Anonymous ID: a2d72f Jan. 6, 2018, 5:15 p.m. No.10190   🗄️.is 🔗kun   >>0257

Say it ain't so is Loopy capital raiding pension funds country wide. Stealing from lowly civil servants And teachers. SHAME

 

https://www.google.co.uk/amp/s/seekingalpha.com/amp/article/1846072-loop-capital-11th-annual-public-pension-report-any-improvements-this-year

 

On a weighted average basis, the funded status for the 247 state pension funds declined by two percentage points. The number of states with improvements in their weighted average funded status was confined to a precious few.

Thirty-one states continue to struggle with making their full Annual Required Contributions due to the continuing trend of reduced federal support for states and ongoing pressure on state budgets from slow revenue growth.

Because of the time lag involved in realizing savings from pension reform measures, the overall decline in funded status from 2011 to 2012 does not provide a sense that the legislative progress in reducing pension costs is being translated into a reduction in state fiscal stress as of yet.

Moreover, the progress previously made by Rhode Island and some other states is being unwound by controversies over the use of alternative investments, legal challenges to pension reform legislation, and resurgent union campaigns to stop pension reform progress.

With new GAAP pension accounting requirements coming into effect, the confusion about the performance of pension plans is likely to increase.
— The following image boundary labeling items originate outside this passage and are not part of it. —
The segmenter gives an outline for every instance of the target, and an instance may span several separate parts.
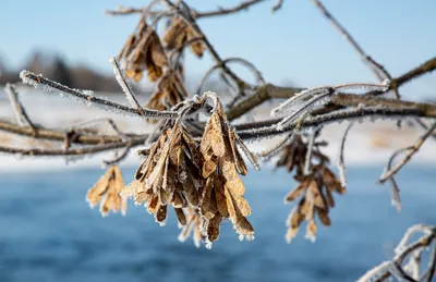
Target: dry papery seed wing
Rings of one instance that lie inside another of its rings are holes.
[[[118,59],[123,61],[125,76],[135,82],[143,77],[144,71],[147,71],[148,79],[155,82],[168,66],[160,39],[153,27],[147,25],[144,16],[141,17],[136,32],[125,41]]]
[[[94,208],[100,203],[101,216],[106,217],[110,211],[124,216],[128,209],[125,198],[120,196],[124,188],[124,181],[118,165],[111,165],[98,182],[88,191],[86,200]]]
[[[162,41],[168,50],[182,47],[186,41],[193,38],[199,37],[196,33],[181,16],[172,19],[171,25],[167,30]],[[196,40],[190,45],[191,50],[197,56],[202,57],[205,50],[203,41]]]
[[[296,176],[300,184],[291,191],[284,198],[284,203],[291,203],[300,198],[298,206],[291,211],[288,218],[287,241],[296,235],[301,223],[306,220],[306,238],[314,241],[316,236],[315,217],[323,225],[329,226],[331,220],[329,210],[335,206],[332,192],[344,193],[344,187],[338,186],[339,180],[325,167],[325,163],[313,165],[313,172],[308,175]],[[331,188],[332,187],[332,188]]]
[[[254,229],[245,217],[251,208],[243,197],[245,187],[238,174],[246,172],[235,140],[239,136],[230,128],[222,107],[217,100],[216,109],[209,118],[202,138],[201,151],[205,159],[203,176],[207,184],[202,198],[202,211],[208,218],[229,218],[240,234],[240,238],[253,238]],[[238,151],[238,152],[237,152]],[[208,189],[211,189],[210,192]],[[214,197],[215,196],[215,197]],[[216,200],[215,203],[210,203]],[[215,211],[215,206],[217,211]],[[214,210],[210,210],[214,208]]]

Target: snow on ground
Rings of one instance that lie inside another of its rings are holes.
[[[98,108],[78,105],[66,98],[61,98],[56,94],[44,94],[32,88],[25,87],[20,89],[21,100],[25,105],[28,114],[36,123],[44,124],[48,127],[68,127],[72,122],[92,120],[97,118],[111,118],[120,126],[121,130],[129,132],[149,132],[150,125],[147,125],[142,120],[132,117],[120,117],[111,112],[102,111]],[[96,94],[96,96],[104,96]],[[0,93],[0,119],[12,118],[13,112],[10,109],[9,101],[4,93]],[[108,98],[121,103],[126,103],[124,96],[108,95]],[[142,105],[146,98],[140,97]],[[261,117],[268,118],[268,110],[274,108],[271,103],[265,103],[257,112]],[[256,119],[259,119],[256,117]],[[341,137],[348,125],[348,122],[341,124],[331,124],[323,130],[323,136],[329,143],[327,147],[323,147],[323,151],[330,157],[336,163]],[[108,133],[110,128],[108,127]],[[389,156],[398,148],[407,147],[416,140],[422,131],[417,127],[409,127],[405,124],[401,130],[397,128],[395,121],[382,121],[377,123],[356,123],[350,131],[346,143],[344,158],[347,164],[373,164],[385,163]],[[0,135],[0,144],[7,140],[8,137]],[[251,143],[249,147],[253,151],[261,151],[274,144],[277,144],[282,136],[272,139],[263,140],[259,143]],[[28,140],[22,138],[21,143],[25,144]],[[436,161],[435,142],[428,139],[423,145],[416,156],[413,157],[413,162],[429,163]],[[62,158],[45,157],[45,158],[17,158],[15,156],[0,156],[0,172],[1,171],[20,171],[20,170],[65,170],[76,168],[96,168],[101,165],[101,159],[110,159],[113,154],[100,154],[92,158],[85,158],[65,165],[65,160]],[[140,158],[135,151],[132,151],[124,165],[137,167]]]

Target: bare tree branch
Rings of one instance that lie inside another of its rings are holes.
[[[436,123],[434,123],[432,125],[432,127],[429,127],[429,130],[413,146],[404,148],[404,149],[400,149],[399,151],[408,150],[409,152],[404,156],[404,158],[399,163],[397,163],[397,165],[393,167],[393,169],[386,171],[382,175],[379,182],[385,183],[388,179],[393,176],[405,163],[408,163],[408,161],[413,157],[413,155],[415,152],[417,152],[417,150],[421,148],[421,146],[424,144],[424,142],[433,134],[433,132],[435,130],[436,130]],[[398,155],[398,154],[395,152],[393,155]]]

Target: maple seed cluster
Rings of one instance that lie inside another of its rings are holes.
[[[124,188],[124,181],[118,165],[111,165],[105,175],[86,194],[86,200],[92,208],[100,203],[101,216],[106,217],[109,211],[121,211],[123,216],[128,210],[128,201],[120,197]]]
[[[294,179],[300,183],[284,197],[286,204],[300,198],[287,220],[288,232],[286,240],[288,243],[296,236],[303,221],[307,221],[305,236],[314,241],[317,231],[315,217],[324,225],[329,226],[331,224],[329,211],[335,207],[332,193],[338,193],[339,195],[346,193],[346,187],[342,187],[338,177],[326,165],[329,161],[328,158],[319,151],[316,144],[308,161],[312,162],[315,159],[317,164],[311,164],[310,173],[304,174],[307,149],[307,144],[298,135],[283,149],[283,154],[277,162],[277,167],[284,167],[288,171],[294,170]]]
[[[219,237],[223,219],[230,219],[240,240],[254,235],[239,176],[247,172],[238,149],[244,145],[228,123],[221,103],[216,102],[202,139],[190,135],[181,118],[169,121],[135,180],[120,194],[144,205],[161,225],[168,207],[172,207],[182,226],[179,238],[184,241],[194,233],[195,244],[205,242],[207,246]]]

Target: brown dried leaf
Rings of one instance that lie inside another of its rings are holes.
[[[300,197],[303,194],[303,192],[306,191],[308,183],[310,183],[308,180],[301,182],[299,186],[296,186],[296,188],[288,193],[288,195],[284,197],[284,201],[291,203],[295,200],[298,197]]]
[[[221,223],[222,217],[220,214],[216,214],[211,218],[207,224],[207,241],[214,242],[219,237],[219,225]]]
[[[178,217],[179,223],[181,225],[186,224],[186,217],[184,216],[183,209],[181,208],[174,208],[175,216]]]
[[[226,144],[222,138],[221,119],[217,112],[214,112],[206,124],[199,145],[203,156],[207,156],[207,151],[211,148],[216,157],[222,157],[226,154]]]
[[[330,217],[328,216],[328,211],[327,210],[316,209],[316,212],[318,214],[318,218],[319,218],[320,222],[325,226],[330,226],[331,225],[331,220],[330,220]]]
The fact that Moody's, has decided to create their own system of pension evaluation rather than rely on the new GAAP underscores the growing confusion over how best to evaluate these systems.

The tepid recovery, the ongoing pension crisis in Illinois, Chicago, Detroit, and the severe underfunding in Puerto Rico suggest that public policy will remain guided by the severe pension problems of the few instead of the performance that most states are experiencing.